Para determinar cuál es mejor entre IPX y LED, es fundamental aclarar un malentendido común: no son tecnologías de iluminación competentes, sino categorías distintas. El término "IPX" (o más comúnmente IP) se refiere a la norma internacional que define el nivel de protección de los equipos contra la intrusión de sólidos y líquidos, mientras que el LED es la tecnología de fuente de luz en sí misma. Por lo tanto, no se trata de elegir una luz sobre otra, sino de entender cómo ambas conviven. Un dispositivo puede ser un LED y tener una certificación IP65. La confusión suele nacer al comparar especificaciones de productos donde uno destaca su tecnología de emisión (LED) y otro su resistencia ambiental (IP). En términos de eficiencia energética, duración de vida (medida en horas encendidas, no impermeabilidad), calidad de color y versatilidad, la tecnología LED es indiscutiblemente superior a las tecnologías anteriores como halógenas o incandescentes. Sin embargo, el factor IP es crucial si buscas instalar iluminación en exteriores, baños o zonas industriales.

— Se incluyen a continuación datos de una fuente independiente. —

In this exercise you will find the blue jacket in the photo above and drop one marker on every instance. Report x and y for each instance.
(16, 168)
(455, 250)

Si tu duda se centra en elegir un producto de iluminación moderno, la respuesta es que debes buscar dispositivos que combinen ambas características: tecnología LED con una certificación IP adecuada. Por ejemplo, para interiores secos, un LED estándar (IP20) es suficiente y más económico. Para zonas húmedas o exteriores, necesitas un LED con encapsulado hermético, típicamente IP65 o superior. La ventaja del LED radica en su baja consumo energético, lo que reduce la factura eléctrica hasta un 80% frente a bombillas tradicionales, y su larga vida útil, superando las 25.000 horas. Además, los LED permiten una mayor flexibilidad de diseño, integrándose en perfiles lineales, plafones empotrados y tiras luminosas. Por el contrario, si comparáramos un sistema antiguo que solo cumple normas IP sin ser LED (aunque hoy es poco común), carecería de las ventajas energéticas y de diseño del estado sólido. La recomendación profesional es priorizar siempre la tecnología LED como base, y seleccionar el grado de protección IP según el entorno donde se instalará.
En conclusión, no existe una competencia directa entre "IPX" y "LED" porque miden aspectos diferentes: uno mide la eficiencia y calidad de la luz, el otro la resistencia ambiental. La mejor práctica es elegir siempre tecnología LED por sus ventajas energéticas y estéticas, añadiendo la certificación IP correspondiente (como IP44, IP65 o IP67) dependiendo de si la instalación será interior seca, interior húmedo o exterior expuesto a las inclemencias del tiempo.